Ein letztes makaberes Kapitel sollte aber noch folgen. Quentin hatte beschlossen, am Ende einer Landebahn zu sterben, wo er die Flugzeuge beim Starten und Landen beobachten konnte, die er so gerne gesteuert hätte. Man entschloss sich also, seine Asche aus einem kleinen Flugzeug heraus über dem Pazifik zu zerstreuen. Frank Gerbode, ein Scientologe in Palo Alto, besass ein solches Flugzeug.

"Das Guardians Office rief mich an und bat mich, bei einem speziellen Projekt zu helfen", sagte Gerbode. "Ich sollte mit meinem Flugzeug raus auf den Pazifik fliegen, ein paar Leute vom Guardians Office würden dann die Asche von Quentin ausstreuen. Natürlich war das alles streng geheim. Das ganze stellte sich als grausiges Unterfangen heraus. Es ist nämlich gar nicht so einfach, kleine Teilchen aus einem Flugzeug herauszuwerfen – die Asche wurde vom Luftwiderstand wieder ins Flugzeug hineingedrückt. Noch Monate danach fand ich kleine Teilchen von Quentin Hubbard in den Polstern." [11]

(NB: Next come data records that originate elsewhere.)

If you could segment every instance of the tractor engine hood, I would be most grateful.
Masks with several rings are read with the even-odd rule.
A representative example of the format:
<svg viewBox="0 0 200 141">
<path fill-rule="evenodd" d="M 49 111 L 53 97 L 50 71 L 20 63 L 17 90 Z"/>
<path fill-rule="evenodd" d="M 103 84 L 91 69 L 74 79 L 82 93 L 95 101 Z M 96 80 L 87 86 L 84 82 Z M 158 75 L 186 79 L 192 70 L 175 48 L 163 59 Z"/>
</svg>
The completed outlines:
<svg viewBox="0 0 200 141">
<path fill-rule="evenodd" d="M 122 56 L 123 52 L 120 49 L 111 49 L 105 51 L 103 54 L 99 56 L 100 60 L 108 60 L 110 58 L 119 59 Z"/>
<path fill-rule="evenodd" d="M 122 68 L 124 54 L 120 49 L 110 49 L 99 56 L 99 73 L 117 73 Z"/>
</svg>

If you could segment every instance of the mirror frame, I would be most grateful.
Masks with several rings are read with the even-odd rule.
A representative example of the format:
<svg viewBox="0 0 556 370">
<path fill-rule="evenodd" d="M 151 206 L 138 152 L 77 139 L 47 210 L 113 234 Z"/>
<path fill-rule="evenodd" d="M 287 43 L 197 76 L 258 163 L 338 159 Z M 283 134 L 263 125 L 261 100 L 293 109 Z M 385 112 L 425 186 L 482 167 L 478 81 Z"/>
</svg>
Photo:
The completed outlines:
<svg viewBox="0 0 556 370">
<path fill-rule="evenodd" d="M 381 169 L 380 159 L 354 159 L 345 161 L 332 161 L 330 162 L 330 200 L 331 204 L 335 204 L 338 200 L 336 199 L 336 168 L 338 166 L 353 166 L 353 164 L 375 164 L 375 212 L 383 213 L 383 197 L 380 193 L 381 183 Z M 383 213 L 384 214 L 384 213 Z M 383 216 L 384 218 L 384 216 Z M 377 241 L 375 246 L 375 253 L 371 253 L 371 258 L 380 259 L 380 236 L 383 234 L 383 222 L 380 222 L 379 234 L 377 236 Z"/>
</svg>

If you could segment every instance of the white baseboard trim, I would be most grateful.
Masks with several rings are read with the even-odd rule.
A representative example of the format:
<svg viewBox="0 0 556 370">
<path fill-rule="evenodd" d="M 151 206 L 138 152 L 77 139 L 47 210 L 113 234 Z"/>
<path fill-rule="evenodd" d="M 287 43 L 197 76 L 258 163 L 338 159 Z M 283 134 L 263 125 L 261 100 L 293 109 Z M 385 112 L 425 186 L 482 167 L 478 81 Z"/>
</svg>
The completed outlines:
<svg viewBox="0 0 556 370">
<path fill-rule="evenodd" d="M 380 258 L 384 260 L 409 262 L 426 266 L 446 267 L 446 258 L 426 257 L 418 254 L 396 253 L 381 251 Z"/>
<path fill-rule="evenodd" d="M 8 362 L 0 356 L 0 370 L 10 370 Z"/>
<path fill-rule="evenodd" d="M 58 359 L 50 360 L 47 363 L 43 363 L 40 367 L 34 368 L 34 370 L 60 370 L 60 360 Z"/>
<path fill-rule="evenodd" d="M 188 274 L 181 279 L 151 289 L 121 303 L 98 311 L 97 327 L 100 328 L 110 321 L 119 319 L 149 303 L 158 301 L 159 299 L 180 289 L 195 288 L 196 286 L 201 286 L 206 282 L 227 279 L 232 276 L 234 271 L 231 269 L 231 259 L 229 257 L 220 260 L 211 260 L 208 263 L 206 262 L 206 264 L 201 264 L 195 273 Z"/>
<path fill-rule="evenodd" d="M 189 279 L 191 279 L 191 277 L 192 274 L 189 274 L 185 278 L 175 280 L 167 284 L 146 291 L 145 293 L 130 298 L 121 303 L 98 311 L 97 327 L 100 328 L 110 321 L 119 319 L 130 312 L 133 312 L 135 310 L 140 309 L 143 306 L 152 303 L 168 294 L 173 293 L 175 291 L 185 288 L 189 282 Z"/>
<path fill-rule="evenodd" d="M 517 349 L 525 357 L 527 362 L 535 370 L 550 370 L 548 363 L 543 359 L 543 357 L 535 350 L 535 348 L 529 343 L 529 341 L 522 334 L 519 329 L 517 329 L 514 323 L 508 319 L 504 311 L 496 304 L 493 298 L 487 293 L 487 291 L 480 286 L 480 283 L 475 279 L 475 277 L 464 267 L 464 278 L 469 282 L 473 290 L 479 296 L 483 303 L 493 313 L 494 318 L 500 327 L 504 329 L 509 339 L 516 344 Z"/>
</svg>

Last updated: January 08, 2011

[1] Interview mit Frankie Freedman, Sherman Oaks, CA, August 1986
[2]
Interview with Jim Dincalci, Berkeley, CA, August 1986
[3] Interview with David Mayo, Palo Alto, August 1986
[4] Clearwater Sun, 5. Dezember 1975
[5] GO-Erlass 261175, 26. November 1975
[6] St. Petersburg Times, 9. Januar 1980
[7]
Interview mit Kima Douglas, Oakland, CA, Sept. 1986
[8] Interview mit Alan Vos, Maclean, VA, März 1986
[9] Bericht des Officers, D. R., Nr. 76-57596, Las Vegas Metropolitan Police Departement
[10] Interview mit Ed Walters, Las Vegas, August 1986
[11] Interview mit Dr. Frank Gerbode, Palo Alto, August 1986


Im englischen Original spricht der Autor dieses Buches von "Church", was in diesem Text als "Kirche" übersetzt werden könnte. Das würde aber im deutschen Text eine Aufwertung der Scientology Organisation bedeuten. Church bedeutet aber in den USA nicht unbedingt immer eine Kirche im herkömmlichen Sinn, sondern unter anderem auch eine Versammlung von Gemeindemitgliedern. Im Deutschen bedeutet Kirche "dem Herrn gehörig" (griech. kyriaké, althochdt. kiricha) und daher ist der Begriff Kirche in der deutschen Übersetzung nicht verwendbar.